Another model which was tested was the convolutional neural network (CNN), which functions by applying a convolutional layer over areas of the input data to find important features and patterns in the data. The associated code is shown below:

model = tf.keras.Sequential([
    tf.keras.layers.Embedding(vocab_size, 16, input_length=max_len),
    tf.keras.layers.SeparableConv1D(16, 5, activation='relu', bias_initializer='random_uniform', depthwise_initializer='random_uniform', padding='same'),
    tf.keras.layers.GlobalMaxPooling1D(),
    tf.keras.layers.Dense(128, activation='relu'),
    tf.keras.layers.Dropout(0.5),
    tf.keras.layers.Dense(1, activation='sigmoid')
])

A bidirectional long short-term memory (LSTM) model was also created, using the following code:

model = tf.keras.Sequential([
    tf.keras.layers.Embedding(vocab_size, 16, input_length=max_len),
    tf.keras.layers.Bidirectional(tf.keras.layers.LSTM(16, return_sequences=True)),
    tf.keras.layers.Bidirectional(tf.keras.layers.LSTM(16)),
    tf.keras.layers.Dense(1, activation='sigmoid')
])

Unfortunately, since both the CNN and bidirectional LSTM models took a long time to train without a large number of layers (such as additional intermediate dense and dropout layers), it was unfeasible to train them for many epochs. The graph plotting training accuracy and validation accuracy against the number of epochs for the CNN is shown below:

Next Steps

In order to possibly receive more accurate predictions, an ensemble of different models could be used. They would be able to make predictions on each test tweet, and the results could be averaged to find a hopefully better estimate of the tweet sentiment by reducing the effects of individual models overfitting. A limitation which we faced, however, is that the short timespan of the hackathon did not allow for adequate training of some models, and this step would require additional computational resources and time to do.

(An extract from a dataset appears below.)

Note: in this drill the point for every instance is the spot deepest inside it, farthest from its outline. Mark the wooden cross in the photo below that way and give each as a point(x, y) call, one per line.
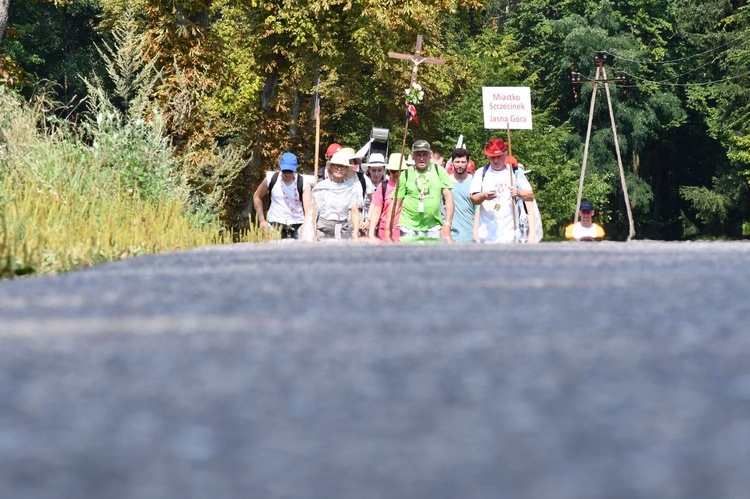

When looking at the training graphs for many of the models, the validation accuracy appeared to level off, while the training accuracy continued to increase. This is classic overfitting, and was manually solved in our case; however, this could also have been solved more efficiently using early stopping, which can be done using the tf.keras.callbacks module to save past models in a H5 file before reverting to the model which was least likely to be significantly overfitted.